When he was younger, Myatt played baseball, basketball, football and soccer. He loved basketball the most and came to a difficult understanding that his stature — he’s 5-foot-5 — might limit his abilities and opportunities in some of those sports. Soccer became his main sport by eighth grade when he played for a select South Whidbey soccer team coached by Connor McCauley’s dad.
That was four years ago. Hop in the DeLorean and go back to the future, Myatt will be in some of the world’s best known soccer, or rather fütbol, arenas and stadiums.
Myatt finished his last high school final on June 15 before the senior parade. With high school classes behind him, he said he was ready to leave the island for his European vacation on June 21.
He and two fellow Falcons, one a soccer teammate (Miles Goodman), the other his best friend the homecoming king (Seth Sobottka), will travel to Madrid, Barcelona, Berlin, Prague and Pamplona for the infamous running of the bulls.
“It’s about making memories with my friends,” he said.
With youthful abandon, Myatt said he didn’t know why the three young men agreed to run with the bulls, except that the entire trip is built around building memories with his friends.
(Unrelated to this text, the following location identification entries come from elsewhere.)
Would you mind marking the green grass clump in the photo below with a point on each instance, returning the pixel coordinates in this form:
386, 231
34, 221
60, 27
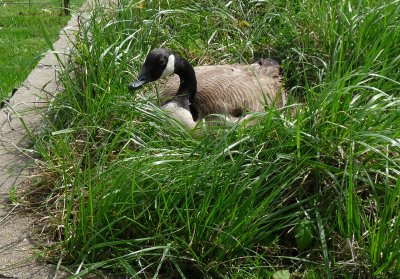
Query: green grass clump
22, 42
310, 190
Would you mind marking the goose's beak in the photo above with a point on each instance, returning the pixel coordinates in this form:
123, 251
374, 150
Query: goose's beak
138, 83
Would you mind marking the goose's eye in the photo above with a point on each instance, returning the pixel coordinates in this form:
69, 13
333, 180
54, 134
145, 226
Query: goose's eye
163, 62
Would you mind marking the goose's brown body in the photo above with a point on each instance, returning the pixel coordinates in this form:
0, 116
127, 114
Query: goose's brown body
233, 89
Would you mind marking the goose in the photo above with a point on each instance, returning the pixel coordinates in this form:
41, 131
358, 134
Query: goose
194, 93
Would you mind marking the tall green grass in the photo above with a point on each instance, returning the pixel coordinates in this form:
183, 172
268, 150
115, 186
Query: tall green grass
310, 190
22, 42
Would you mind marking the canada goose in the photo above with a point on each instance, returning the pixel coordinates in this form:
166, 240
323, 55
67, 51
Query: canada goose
231, 90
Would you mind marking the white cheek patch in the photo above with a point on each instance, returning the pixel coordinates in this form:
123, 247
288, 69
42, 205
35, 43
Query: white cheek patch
170, 68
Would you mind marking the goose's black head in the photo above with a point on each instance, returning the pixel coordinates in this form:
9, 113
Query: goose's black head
159, 63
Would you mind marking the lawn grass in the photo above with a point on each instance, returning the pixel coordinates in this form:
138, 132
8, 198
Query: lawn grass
22, 42
310, 190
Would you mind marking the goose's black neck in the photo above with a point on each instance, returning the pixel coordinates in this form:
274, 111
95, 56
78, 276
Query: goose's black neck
188, 83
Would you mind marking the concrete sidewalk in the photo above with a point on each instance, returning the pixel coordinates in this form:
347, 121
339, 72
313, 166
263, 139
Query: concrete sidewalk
25, 109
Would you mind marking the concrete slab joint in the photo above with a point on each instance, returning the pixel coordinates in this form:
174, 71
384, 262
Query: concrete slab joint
25, 109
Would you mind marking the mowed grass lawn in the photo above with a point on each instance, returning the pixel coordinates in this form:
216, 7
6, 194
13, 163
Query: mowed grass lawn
22, 41
308, 191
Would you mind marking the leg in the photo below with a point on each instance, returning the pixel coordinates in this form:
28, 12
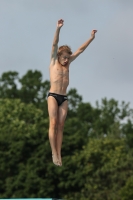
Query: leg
62, 113
53, 117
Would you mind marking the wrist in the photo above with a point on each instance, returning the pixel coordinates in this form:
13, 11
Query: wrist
92, 37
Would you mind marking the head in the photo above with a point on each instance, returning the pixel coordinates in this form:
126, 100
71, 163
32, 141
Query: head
64, 53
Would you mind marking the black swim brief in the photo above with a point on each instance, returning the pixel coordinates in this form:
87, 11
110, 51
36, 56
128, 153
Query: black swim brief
59, 98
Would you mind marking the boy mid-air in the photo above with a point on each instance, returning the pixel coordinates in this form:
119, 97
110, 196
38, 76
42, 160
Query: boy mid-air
57, 99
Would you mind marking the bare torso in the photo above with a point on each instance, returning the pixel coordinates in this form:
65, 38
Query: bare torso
59, 78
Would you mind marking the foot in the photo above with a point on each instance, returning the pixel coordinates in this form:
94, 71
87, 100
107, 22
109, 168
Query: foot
60, 160
55, 159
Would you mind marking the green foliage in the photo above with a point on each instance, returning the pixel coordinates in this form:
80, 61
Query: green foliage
97, 147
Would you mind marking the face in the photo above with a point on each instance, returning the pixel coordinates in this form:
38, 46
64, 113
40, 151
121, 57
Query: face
64, 58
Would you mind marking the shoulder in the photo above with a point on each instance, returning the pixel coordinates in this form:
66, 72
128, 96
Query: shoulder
53, 62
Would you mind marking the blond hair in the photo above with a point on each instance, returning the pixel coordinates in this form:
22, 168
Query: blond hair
64, 48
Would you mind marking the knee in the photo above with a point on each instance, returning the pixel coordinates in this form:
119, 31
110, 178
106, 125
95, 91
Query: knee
53, 124
60, 126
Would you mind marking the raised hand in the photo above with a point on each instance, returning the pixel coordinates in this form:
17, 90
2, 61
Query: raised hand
60, 23
93, 33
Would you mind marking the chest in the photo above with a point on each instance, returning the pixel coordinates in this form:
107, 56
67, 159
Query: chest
60, 70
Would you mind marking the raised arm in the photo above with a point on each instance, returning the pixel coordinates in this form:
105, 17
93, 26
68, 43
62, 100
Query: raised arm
83, 47
56, 40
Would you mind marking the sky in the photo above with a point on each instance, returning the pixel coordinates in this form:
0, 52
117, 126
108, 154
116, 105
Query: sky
104, 69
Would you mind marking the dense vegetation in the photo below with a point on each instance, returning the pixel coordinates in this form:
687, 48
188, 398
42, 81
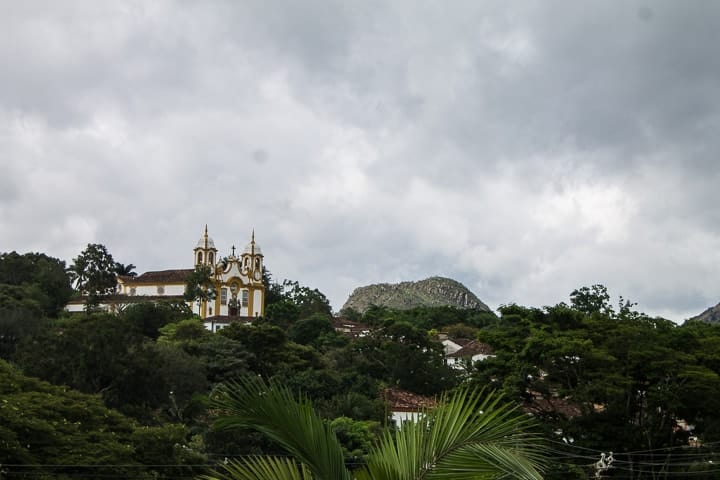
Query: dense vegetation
127, 394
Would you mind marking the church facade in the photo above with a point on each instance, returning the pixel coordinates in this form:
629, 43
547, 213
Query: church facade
237, 281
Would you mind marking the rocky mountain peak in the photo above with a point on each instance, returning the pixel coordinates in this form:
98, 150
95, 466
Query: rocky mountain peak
431, 292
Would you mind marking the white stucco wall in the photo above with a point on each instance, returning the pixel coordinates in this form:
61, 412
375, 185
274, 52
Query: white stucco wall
400, 417
257, 303
172, 289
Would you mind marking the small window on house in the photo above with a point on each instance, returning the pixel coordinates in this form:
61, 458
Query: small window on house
223, 296
245, 298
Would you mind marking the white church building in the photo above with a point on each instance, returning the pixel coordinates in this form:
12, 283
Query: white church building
237, 281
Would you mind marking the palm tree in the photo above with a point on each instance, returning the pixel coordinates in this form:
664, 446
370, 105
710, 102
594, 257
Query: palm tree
470, 435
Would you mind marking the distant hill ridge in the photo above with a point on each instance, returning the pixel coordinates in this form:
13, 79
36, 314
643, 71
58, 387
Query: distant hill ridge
431, 292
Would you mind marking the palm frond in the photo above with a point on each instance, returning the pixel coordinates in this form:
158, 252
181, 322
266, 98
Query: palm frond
292, 423
262, 468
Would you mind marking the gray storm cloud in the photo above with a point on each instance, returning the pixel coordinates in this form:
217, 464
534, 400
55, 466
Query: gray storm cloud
525, 150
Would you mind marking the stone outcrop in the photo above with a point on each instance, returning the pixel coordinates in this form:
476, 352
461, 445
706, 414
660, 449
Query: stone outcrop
711, 315
431, 292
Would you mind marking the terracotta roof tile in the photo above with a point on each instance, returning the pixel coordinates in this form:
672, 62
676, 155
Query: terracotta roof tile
404, 401
473, 348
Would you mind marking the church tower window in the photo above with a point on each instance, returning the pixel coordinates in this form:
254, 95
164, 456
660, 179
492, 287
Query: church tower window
223, 296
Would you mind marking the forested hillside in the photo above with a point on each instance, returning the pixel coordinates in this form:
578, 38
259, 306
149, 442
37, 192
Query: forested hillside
126, 395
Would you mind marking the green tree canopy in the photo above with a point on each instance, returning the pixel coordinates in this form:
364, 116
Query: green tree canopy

“We’re kind of cooped-up on the island,” Myatt said.
The sword strikes, and gives a flower.
“There’s not a lot to do,” Myatt said, “but I think I like that.”
Replacing Myatt, and all the things he was and is, will be difficult, Gerlach said. He has hope that the sophomores on the team this year will make great strides to fill the gap left by Myatt and the other seniors.
“There’s other guys who will step up and fill that role in different ways,” Gerlach said.
While Gerlach’s attention is already on soccer, if it ever fully leaves it, Myatt’s is fixed east toward Europe, then north toward Bellingham and all the memories in between.
One memory he will have is the season he scored 14 goals and repeated as an all-conference soccer forward.
“I played to have fun, really,” Myatt said.